Last week I went to the best leaving party ever. Until you have seen the whole of the Lonsdale Staff singing karaoke to "I don't want to go to rehab", and "I will survive" with the words changed to "I will prescribe", you haven't lived!

But there was sadness as James, our specialist drugs counsellor, was leaving to continue his psychotherapy training. Interestingly the course organizers insisted on him doing more generic counselling to complete his studies. Yet, the range of people he had worked with in general practice was large and wide, from 17 year olds smoking cannabis, but struggling really to find themselves, to 75 year olds using benzodiazepines to sleep, but really coming to terms with their Parkinson's disease.

It was testimony to James' character and work that everyone from the practice who was in the country (even those that said they wouldn't ever be seen singing karaoke yet on the night wouldn't leave the platform!), came to the party. It was a celebration of James, a man who came quietly into our lives and taught us so much. In five years, a bad word was never said about him from either patients or staff. Patients who had previously resisted using "talking therapies", worked with James and made change. Many services say they practice patient-centred care, but James showed us that is what we do. He reinforced our philosophy of caring and that in caring it was OK to get cross, if behaviour was unacceptable (which is rare) or if boundaries had been breeched. This was not being punitive, it was being caring enough to challenge people.

He reinforced our philosophy that it is the person who should be the focus, not the taking of drugs. We need to understand the context and meaning of drugs in people's lives, look at the person behind the drug and not make the people who take them the problem. The belief that people who have drug problems can never be trusted is pervasive. This often sets up a punitive dynamic when users of the service are punished for taking drugs - the very reason they are presenting. They are seen too often as "bad", and less often as individual people with complex needs who are asking for help. The label of "drug user" or "addict" is very negative, and can overshadow everything else that a person is.

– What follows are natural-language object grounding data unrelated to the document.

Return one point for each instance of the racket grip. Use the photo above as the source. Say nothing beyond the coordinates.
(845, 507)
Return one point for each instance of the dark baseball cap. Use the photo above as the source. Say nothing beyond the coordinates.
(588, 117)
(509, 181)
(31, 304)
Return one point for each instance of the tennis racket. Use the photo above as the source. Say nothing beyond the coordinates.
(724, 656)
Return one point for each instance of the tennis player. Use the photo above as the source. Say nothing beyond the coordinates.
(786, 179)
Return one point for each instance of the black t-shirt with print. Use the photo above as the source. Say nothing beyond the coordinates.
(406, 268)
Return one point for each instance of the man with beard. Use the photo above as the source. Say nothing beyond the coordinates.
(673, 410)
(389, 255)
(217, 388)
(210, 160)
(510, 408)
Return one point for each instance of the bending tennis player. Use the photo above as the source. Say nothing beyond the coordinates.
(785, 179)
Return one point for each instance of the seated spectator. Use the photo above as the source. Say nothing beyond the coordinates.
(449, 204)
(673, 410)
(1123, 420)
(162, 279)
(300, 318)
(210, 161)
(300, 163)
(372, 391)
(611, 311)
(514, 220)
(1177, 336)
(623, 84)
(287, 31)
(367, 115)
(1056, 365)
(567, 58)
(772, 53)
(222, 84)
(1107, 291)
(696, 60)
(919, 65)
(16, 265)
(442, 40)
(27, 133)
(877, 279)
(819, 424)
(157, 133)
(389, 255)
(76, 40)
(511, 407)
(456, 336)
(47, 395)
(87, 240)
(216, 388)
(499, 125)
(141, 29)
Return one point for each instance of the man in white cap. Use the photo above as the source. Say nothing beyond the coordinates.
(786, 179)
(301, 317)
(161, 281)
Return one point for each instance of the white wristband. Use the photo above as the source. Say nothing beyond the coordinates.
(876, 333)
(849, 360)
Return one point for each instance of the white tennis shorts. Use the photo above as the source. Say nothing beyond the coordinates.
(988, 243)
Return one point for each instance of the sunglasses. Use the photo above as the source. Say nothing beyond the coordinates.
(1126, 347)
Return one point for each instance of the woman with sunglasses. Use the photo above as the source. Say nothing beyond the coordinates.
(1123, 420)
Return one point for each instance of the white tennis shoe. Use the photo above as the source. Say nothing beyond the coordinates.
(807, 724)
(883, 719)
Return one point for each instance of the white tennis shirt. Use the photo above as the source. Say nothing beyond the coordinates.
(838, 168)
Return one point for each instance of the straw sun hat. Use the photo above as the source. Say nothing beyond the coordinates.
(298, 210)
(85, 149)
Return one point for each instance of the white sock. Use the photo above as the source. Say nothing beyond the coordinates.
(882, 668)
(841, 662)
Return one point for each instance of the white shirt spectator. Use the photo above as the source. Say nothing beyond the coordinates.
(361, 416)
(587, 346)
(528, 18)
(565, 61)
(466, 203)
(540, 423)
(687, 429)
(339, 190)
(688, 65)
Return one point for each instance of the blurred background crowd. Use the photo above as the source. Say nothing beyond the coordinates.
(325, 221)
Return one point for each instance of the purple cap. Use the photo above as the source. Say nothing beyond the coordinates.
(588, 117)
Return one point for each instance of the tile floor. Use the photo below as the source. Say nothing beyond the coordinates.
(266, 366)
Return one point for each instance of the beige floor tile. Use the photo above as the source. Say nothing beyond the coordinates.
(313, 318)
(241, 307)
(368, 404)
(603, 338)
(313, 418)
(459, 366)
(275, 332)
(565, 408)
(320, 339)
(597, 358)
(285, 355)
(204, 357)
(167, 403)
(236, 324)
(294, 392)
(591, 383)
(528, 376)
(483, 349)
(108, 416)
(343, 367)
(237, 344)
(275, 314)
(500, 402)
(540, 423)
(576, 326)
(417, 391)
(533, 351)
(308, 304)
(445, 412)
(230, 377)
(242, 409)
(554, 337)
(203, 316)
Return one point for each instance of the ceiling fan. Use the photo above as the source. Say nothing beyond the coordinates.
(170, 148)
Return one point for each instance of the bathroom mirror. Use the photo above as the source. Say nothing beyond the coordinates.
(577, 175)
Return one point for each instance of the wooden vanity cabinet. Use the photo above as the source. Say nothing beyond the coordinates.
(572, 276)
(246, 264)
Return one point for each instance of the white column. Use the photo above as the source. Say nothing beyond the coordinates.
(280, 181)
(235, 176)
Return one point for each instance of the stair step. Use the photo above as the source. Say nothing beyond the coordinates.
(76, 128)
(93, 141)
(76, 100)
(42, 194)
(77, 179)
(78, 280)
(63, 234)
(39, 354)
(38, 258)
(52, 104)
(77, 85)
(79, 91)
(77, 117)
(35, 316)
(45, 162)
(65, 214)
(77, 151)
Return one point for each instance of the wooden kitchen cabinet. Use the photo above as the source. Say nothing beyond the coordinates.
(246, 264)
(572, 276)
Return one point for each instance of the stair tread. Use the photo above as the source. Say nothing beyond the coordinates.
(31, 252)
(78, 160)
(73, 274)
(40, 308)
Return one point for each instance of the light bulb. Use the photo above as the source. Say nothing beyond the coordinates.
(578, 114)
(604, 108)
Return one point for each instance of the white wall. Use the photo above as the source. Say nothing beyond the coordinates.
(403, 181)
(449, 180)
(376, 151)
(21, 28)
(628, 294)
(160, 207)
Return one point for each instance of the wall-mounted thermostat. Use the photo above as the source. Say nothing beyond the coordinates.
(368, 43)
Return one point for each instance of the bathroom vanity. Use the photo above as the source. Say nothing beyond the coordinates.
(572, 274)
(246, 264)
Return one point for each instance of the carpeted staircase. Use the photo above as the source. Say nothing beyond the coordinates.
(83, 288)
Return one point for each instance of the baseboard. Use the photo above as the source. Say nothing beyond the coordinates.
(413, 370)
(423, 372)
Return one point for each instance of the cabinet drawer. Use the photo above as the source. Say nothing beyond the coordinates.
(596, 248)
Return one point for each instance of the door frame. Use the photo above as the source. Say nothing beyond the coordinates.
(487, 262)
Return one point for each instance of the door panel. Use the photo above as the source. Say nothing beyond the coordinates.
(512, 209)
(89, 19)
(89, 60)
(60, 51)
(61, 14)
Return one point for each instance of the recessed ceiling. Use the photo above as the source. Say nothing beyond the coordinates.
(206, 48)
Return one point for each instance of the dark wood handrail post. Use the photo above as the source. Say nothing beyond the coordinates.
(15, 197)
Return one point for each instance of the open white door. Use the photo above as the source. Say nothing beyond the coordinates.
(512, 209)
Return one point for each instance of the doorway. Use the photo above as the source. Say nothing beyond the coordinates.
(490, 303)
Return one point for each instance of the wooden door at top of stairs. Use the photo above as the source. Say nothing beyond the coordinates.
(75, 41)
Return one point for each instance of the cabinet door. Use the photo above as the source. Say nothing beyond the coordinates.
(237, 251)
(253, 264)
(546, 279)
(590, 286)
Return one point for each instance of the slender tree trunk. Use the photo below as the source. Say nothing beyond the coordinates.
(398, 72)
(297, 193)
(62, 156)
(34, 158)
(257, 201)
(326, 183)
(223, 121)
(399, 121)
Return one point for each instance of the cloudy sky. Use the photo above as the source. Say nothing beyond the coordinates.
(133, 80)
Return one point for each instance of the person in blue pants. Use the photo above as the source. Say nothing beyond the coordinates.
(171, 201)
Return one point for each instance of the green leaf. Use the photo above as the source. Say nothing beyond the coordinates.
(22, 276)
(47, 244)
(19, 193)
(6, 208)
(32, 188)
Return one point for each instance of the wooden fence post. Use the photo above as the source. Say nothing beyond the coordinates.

Personally, he helped me see I was OK and that the service we ran was sound and healthy. So often in this "tick-box" culture we can forget that the only important issue in drug treatment is care and supporting people to be who they want to be and where they want to get to. We can be the facilitators or the inhibitors of people's journeys. What is it about the drugs field that can so often make us lose our humanity?

To quote a wonderful friend Bill Nelles, creator of the Alliance, "We must take the moralising out of drug treatment and put the humanity back in". James sees the person, whether they are patients or staff and I will miss him.